ブルース・マードック(Bruce Murdoc、Bruce E Murdoch、写真出典)はオーストラリアのクイーンズランド大学(University of Queensland)・教授で、専門は神経科学だった。

マードックは、パーキンソン病(Parkinson’s disease)の治療法開発で有名な研究者である。13冊の著書があり、380報の査読論文を出版していた。
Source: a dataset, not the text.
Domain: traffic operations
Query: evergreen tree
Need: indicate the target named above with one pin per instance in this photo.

1999年1月~ 2009年12月の10年間、クイーンズランド大学・健康リハビリ科学部長(School of Health and Rehabilitation Sciences)を務め、クイーンズランド大学・神経性コミュニケーション障害研究センター(Centre for Neurogenic Communication Disorders Research)の創設者でもあった。

s200_caroline_barwoodキャロライン・バーウッド(Caroline Barwood、Caroline H S Barwood、写真出典)はオーストラリアのクイーンズランド大学(University of Queensland)のマードック教授研究室で、2011年3月に博士号を取得し、同研究室のポスドクになった。医師免許は持っていない。

2人は性的に親密な仲だった。

2012年(マ62歳、バ27歳)、2011年に投稿した2人が著者の「2012年2月のEur J Neurol」論文にねつ造が発覚した。

クイーンズランド大学とクイーンズランド州の犯罪汚職委員会が捜査にはいり、刑事事件となり、裁判になった。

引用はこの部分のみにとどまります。